Nel 2007 ero iscritta al terzo anno di università, ciò che studiavo mi appassionava e avevo ottimi voti. Però, ad un certo punto iniziai a non riuscire più a concentrami sui libri, a studiare, né tanto meno a dare esami, mi sentivo letteralmente bloccata.

Questa situazione si protrasse per alcuni mesi e iniziava ad essere fonte di sofferenza. Decisi allora di rivolgermi ad una psicoterapeuta. Le spiegai i miei problemi di studio, di come, per quanto lo desiderassi, non riuscissi più a studiare e di come a causa di questo blocco, stessi rischiando di andare fuori corso.

La psicoterapeuta, cominciò a farmi domande sulla mia infanzia e i miei genitori, partendo dal presupposto che, i mie problemi con lo studio, dipendessero da ipotetiche esperienze traumatiche pregresse. Così facemmo tante sedute in cui il focus era tutto sul passato, sicuramente interessanti, ma il tempo passava e io non riuscivo ancora a riprendere a studiare, anzi, ora la mia attenzione era tutta rivolta al passato e la risoluzione del mio problema di studio sembrava passata in secondo piano.

Grazie alle sedute avevo sicuramente aumentato la consapevolezza di alcune dinamiche personali e familiari, ma io avevo la necessità e l’urgenza di lavorare sulle mie difficoltà presenti, avevo bisogno di strategie pratiche per tornare finalmente a studiare, purtroppo non ebbi nulla di tutto questo. Inutile dire che andai fuori corso.

Alla fine del percorso universitario feci il consueto anno di tirocinio post lauream, assistevo alle terapie affiancando gli psicoterapeuti, ma anche quelle esperienze furono per me deludenti, mi sembrava che i bisogni dei pazienti non fossero realmente ascoltati. Ero molto delusa dalla tradizionale figura dello psicologo-psicoterapeuta.

Disillusa dal mondo della psicologia tradizionale dopo l’esame di abilitazione alla professione decisi di fare un’esperienza all’estero in un settore molto diverso.

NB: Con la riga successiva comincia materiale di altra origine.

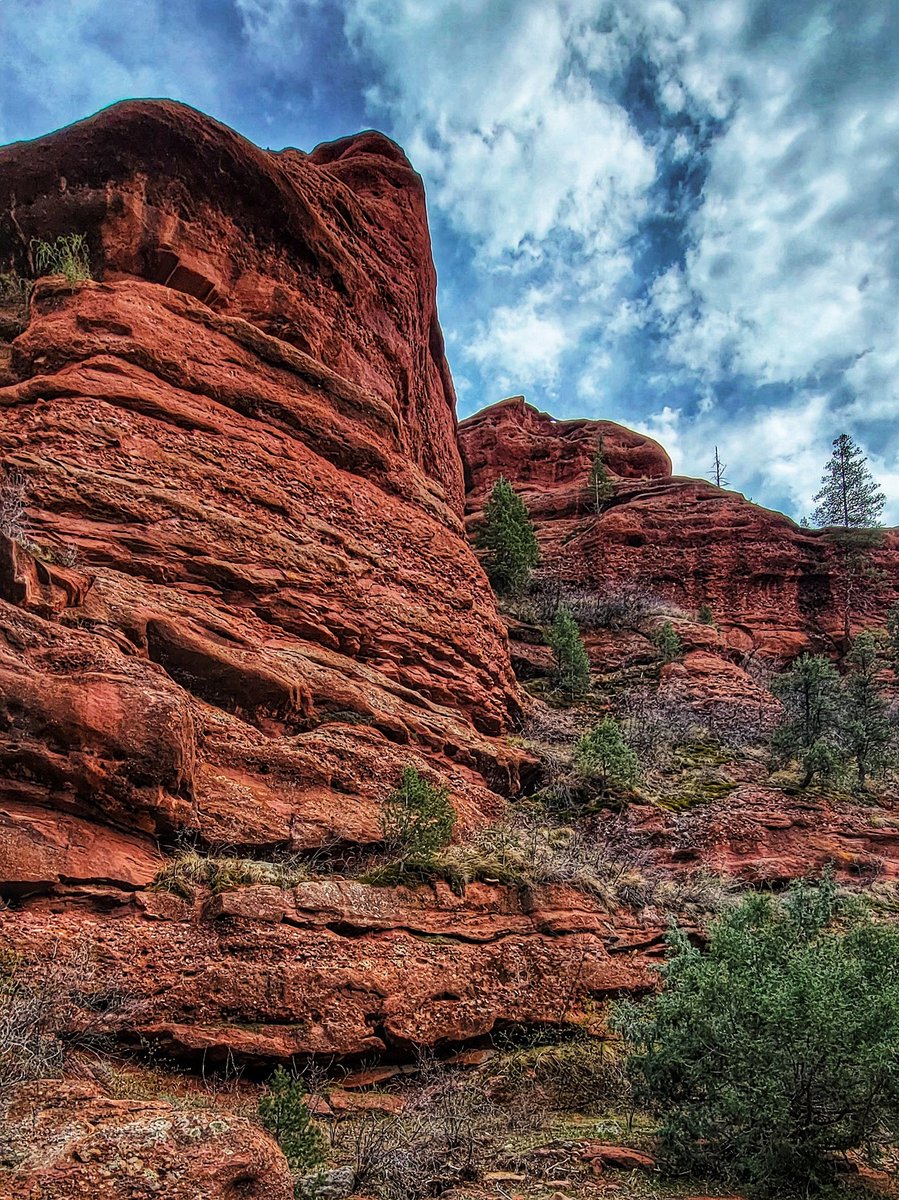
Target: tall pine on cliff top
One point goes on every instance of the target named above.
(849, 496)
(600, 484)
(850, 503)
(509, 540)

Poi, quasi per caso, lessi un libro “L’arte del cambiamento” di Paul Watzlawick e Giorgio Nardone , fu una rivelazione per me. Di lì a poco ero iscritta alla Scuola di Specializzazione in Psicoterapia Breve Strategica di Arezzo.

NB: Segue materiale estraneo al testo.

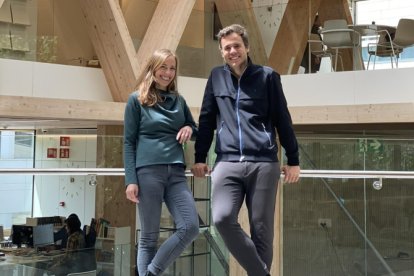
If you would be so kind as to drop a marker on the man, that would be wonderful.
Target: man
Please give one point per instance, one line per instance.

Ho deciso di formarmi in Terapia Breve Strategica e di utilizzarla nel mio lavoro, perché mantiene ilfocus sul presente, perché si, forse i problemi sono stati causati da ciò che è successo nel passato, ma vanno risolti oggi. Il terapeuta strategico fin dal primo incontro, definisce sia il problema, sia l’obiettivo da raggiungere di comune accordo con il paziente.

Poi vengono individuati i blocchi, i comportamenti e i pensieri che mantengono in vita il problema; vengono date prescrizioni e indicazioni da mettere in pratica tra una seduta e l’altra per iniziare a lavorare da subito sul problema presentato o sull’obiettivo da raggiungere.

Perché il superamento di un problema psicologico non deve necessariamente essere lento e sofferto, e soprattutto lo si può affrontare con il supporto di una persona competente che, come un timoniere esperto su una nave nella tempesta, accompagna e guida la persona nel processo di cambiamento.